Synthesation of Tomorrow: Candice Wu’s Solo Exhibition Opens at Arts District

Los Angeles, CA — Stepping into a dimly lit loft in the arts district, visitors find themselves surrounded by glowing screens, each serving as a portal into a speculative future. Artist and technologist Candice Wu’s solo exhibition, “Synthesation of Tomorrow,” opened this October, casting a shadowy ambiance where illuminated projections, screens, and CRT monitors invite audiences to explore new worlds.
The exhibition, spanning Wu’s work from 2021 to 2024, is a collection of speculative narratives driven by technology. Each piece is a “synthesized” vision of tomorrow, merging experimental storytelling with real-time rendering, AI, and interactive installations. From futuristic cities to AI-reimagined mythological creatures, Wu’s exhibits an immersive hub of small worlds, each asking visitors to rethink the potential of technology as a storyteller.
At the heart of the exhibition is Erasure (2024), a speculative film that imagines a future city layered with augmented reality over a foundation of recycled materials. Subtle digital “glitches” reveal the concealed physical world beneath the pristine augmented surface, exposing a raw, imperfect foundation. The story follows a single day in the city, culminating in a collective moment during a fireworks display when the augmented layer fades, unveiling the city’s true form.
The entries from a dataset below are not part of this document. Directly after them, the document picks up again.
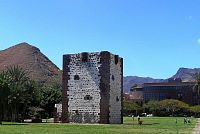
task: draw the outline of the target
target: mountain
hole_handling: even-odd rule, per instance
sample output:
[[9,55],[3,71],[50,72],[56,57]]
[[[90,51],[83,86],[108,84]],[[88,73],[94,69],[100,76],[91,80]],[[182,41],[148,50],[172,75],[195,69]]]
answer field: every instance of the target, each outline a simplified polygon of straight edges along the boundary
[[[200,72],[200,68],[179,68],[177,73],[170,77],[170,79],[181,78],[183,82],[192,82],[194,81],[195,73]],[[137,84],[142,85],[143,83],[156,83],[156,82],[166,82],[168,79],[153,79],[150,77],[138,77],[138,76],[127,76],[123,80],[124,92],[129,92],[130,88]]]
[[177,73],[171,78],[181,78],[185,82],[194,81],[194,75],[198,72],[200,72],[200,68],[179,68]]
[[130,88],[137,84],[142,85],[143,83],[149,83],[149,82],[164,82],[163,79],[153,79],[150,77],[138,77],[138,76],[126,76],[123,79],[123,89],[124,92],[129,92]]
[[28,43],[20,43],[0,51],[0,72],[14,65],[26,70],[32,80],[61,84],[62,71],[38,48]]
Erasure is both a technical feat—rendered almost entirely with a real-time game engine—and a meditation on memory, history, and our reliance on digital narratives to shape reality.
“I want Erasure to spark reflection on what gets ‘erased’ in our digital lives,” Wu says. “In a world that prioritizes the sleek and the new, it’s a reminder that history, in all its raw forms, remains part of our foundations.”
A Multi-Sensory Experience
The exhibition is designed as a deeply experiential journey. Each work is positioned to draw viewers into its world — high-set projections for a grand perspective, and lower, intimate setups for pieces on CRTs and TVs. One particularly interactive piece, D’Sync (2022), places visitors in a surreal subway environment where their movements shape the virtual space, merging tactile exploration with digital transformation.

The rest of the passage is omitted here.